梅雨连绵,朱雀坊的巷弄里积着浑浊的泥水。
李安贴着墙根,右臂的伤口还在渗血,混着雨水顺着袖口滴落。他不敢走大路,只能借着屋檐的阴影挪动。喉间的玉佩像一块烧红的炭,每一次呼吸都带着铁锈味的腥甜,但他不敢咳,也不敢吞咽。
他要找的人,住在巷尾那间破败的琴舍里。
那是恩师生前留下的最后一张底牌——盲眼琴师。据说只有此人知道沈既明地窖密室的入口,以及那三匹蜀锦真正的流向。

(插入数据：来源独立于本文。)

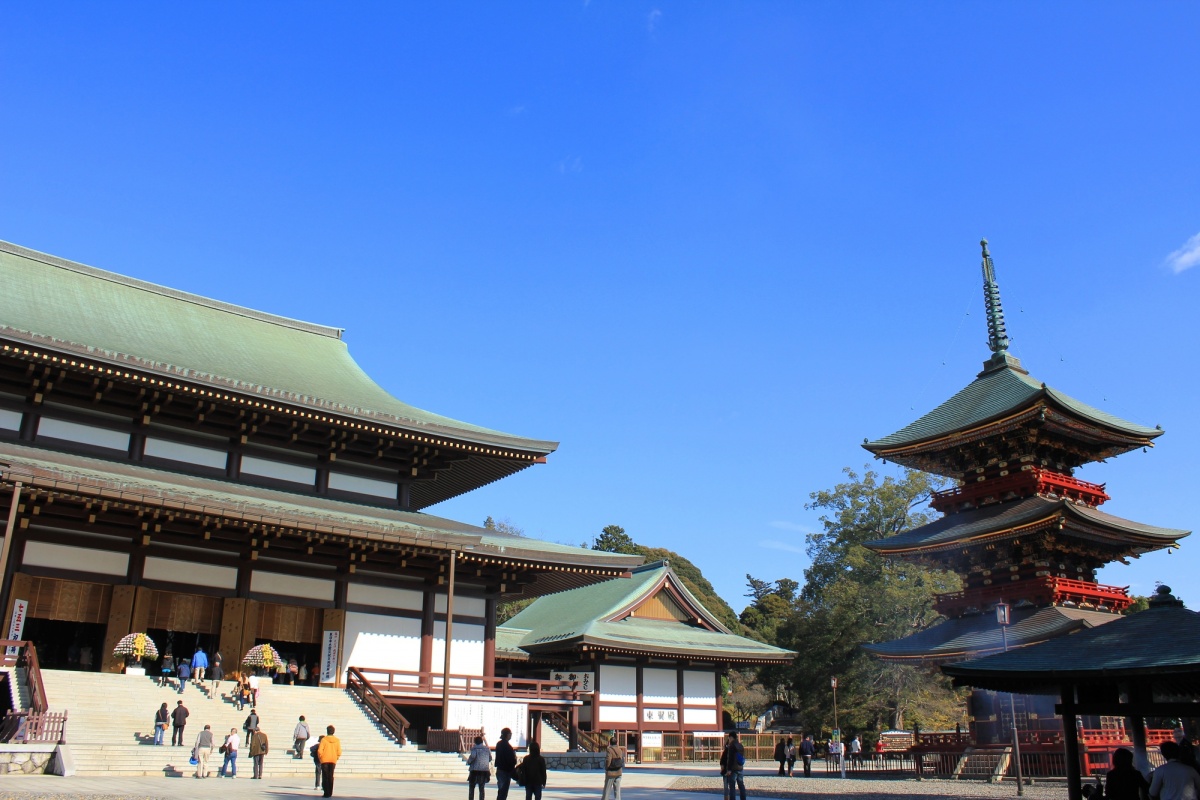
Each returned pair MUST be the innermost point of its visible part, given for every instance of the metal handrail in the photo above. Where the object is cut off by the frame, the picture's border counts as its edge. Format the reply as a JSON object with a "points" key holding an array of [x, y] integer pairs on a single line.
{"points": [[377, 704]]}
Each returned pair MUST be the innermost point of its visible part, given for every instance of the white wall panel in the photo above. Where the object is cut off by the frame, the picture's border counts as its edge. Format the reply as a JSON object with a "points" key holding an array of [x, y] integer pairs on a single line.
{"points": [[81, 559], [659, 686], [87, 434], [618, 684], [289, 585], [699, 687], [191, 573], [367, 595], [382, 642], [343, 482], [185, 453], [10, 420], [279, 470]]}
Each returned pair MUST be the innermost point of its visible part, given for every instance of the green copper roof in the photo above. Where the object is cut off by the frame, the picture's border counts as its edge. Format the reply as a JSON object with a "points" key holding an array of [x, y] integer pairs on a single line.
{"points": [[61, 305], [970, 527], [964, 637], [586, 615], [994, 395]]}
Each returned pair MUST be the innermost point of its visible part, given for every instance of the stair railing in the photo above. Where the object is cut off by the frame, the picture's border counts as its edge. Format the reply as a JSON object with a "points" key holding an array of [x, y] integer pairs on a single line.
{"points": [[377, 704]]}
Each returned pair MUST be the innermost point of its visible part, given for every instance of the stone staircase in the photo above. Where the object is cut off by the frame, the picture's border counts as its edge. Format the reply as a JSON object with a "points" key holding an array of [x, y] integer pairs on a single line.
{"points": [[111, 729]]}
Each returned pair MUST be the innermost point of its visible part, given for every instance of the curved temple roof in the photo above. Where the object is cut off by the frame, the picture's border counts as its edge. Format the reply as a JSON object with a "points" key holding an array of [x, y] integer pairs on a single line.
{"points": [[52, 302]]}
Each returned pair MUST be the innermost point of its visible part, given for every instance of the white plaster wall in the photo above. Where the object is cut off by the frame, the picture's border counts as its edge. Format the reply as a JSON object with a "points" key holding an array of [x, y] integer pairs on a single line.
{"points": [[191, 573], [618, 684], [383, 642], [87, 434], [466, 654], [699, 687], [10, 420], [79, 559], [279, 470], [388, 597], [185, 453], [361, 485], [659, 686], [288, 585]]}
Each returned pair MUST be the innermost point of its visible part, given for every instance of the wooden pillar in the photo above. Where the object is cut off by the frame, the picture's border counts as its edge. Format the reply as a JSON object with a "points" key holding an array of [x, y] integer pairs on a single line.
{"points": [[1071, 744], [120, 621], [490, 637]]}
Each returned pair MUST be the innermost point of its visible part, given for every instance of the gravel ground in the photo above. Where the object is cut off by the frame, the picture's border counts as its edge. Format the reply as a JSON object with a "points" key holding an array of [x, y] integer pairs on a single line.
{"points": [[873, 788]]}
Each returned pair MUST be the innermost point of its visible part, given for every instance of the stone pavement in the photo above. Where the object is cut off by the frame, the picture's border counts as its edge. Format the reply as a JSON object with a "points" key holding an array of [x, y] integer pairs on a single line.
{"points": [[640, 783]]}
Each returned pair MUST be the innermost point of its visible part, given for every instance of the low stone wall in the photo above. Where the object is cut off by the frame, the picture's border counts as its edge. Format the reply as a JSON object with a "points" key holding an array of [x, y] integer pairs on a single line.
{"points": [[576, 761], [27, 759]]}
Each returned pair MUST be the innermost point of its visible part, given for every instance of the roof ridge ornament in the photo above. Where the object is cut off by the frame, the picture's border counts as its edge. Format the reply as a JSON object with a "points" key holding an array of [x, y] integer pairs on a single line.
{"points": [[997, 334]]}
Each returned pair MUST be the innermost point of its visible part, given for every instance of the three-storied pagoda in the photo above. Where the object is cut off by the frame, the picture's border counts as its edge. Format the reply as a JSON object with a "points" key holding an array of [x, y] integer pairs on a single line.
{"points": [[1019, 528]]}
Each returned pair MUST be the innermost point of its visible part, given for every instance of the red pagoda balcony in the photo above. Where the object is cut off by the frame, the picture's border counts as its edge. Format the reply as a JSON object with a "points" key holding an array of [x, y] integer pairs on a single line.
{"points": [[1045, 590], [1024, 483]]}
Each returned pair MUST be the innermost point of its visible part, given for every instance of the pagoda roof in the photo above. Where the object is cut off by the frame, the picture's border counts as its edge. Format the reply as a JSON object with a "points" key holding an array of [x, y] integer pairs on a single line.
{"points": [[59, 305], [1159, 642], [996, 396], [1021, 517], [959, 638], [75, 475], [603, 617]]}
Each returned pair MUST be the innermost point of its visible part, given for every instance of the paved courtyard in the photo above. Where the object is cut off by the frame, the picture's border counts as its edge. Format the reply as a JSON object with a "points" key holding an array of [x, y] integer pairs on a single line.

李安停下脚步,从怀中摸出一枚算盘珠。珠子是象牙制的,温润光滑,但在指尖摩挲下,能感觉到细微的裂痕。这是恩师定下的暗号:三长两短,敲在窗棂上。
他深吸一口气,强压下喉咙里的异物感,抬手敲了三下长的,又敲了两下短的。
声音很轻,瞬间被雨声吞没。
屋内没有动静。
李安眉头微皱。恩师曾言,琴师听力敏锐,从未错过任何一次叩门。除非……有人先到了。
他侧耳倾听,除了雨打芭蕉的嘈杂,似乎还有一丝极轻微的丝竹之音,断断续续,像是有人在调试琴弦,却又迟迟不肯落下第一音。
“李主事?”
一个苍老的声音突然从身后传来,带着几分戏谑,“这么晚了,户部的账本还没理清楚,倒有空来听曲儿?”
李安浑身一僵,缓缓转身。
巷口站着一个青袍身影,手里把玩着一枚羊脂玉扳指,在昏暗的路灯下泛着冷冽的光泽。正是当朝首辅沈既明。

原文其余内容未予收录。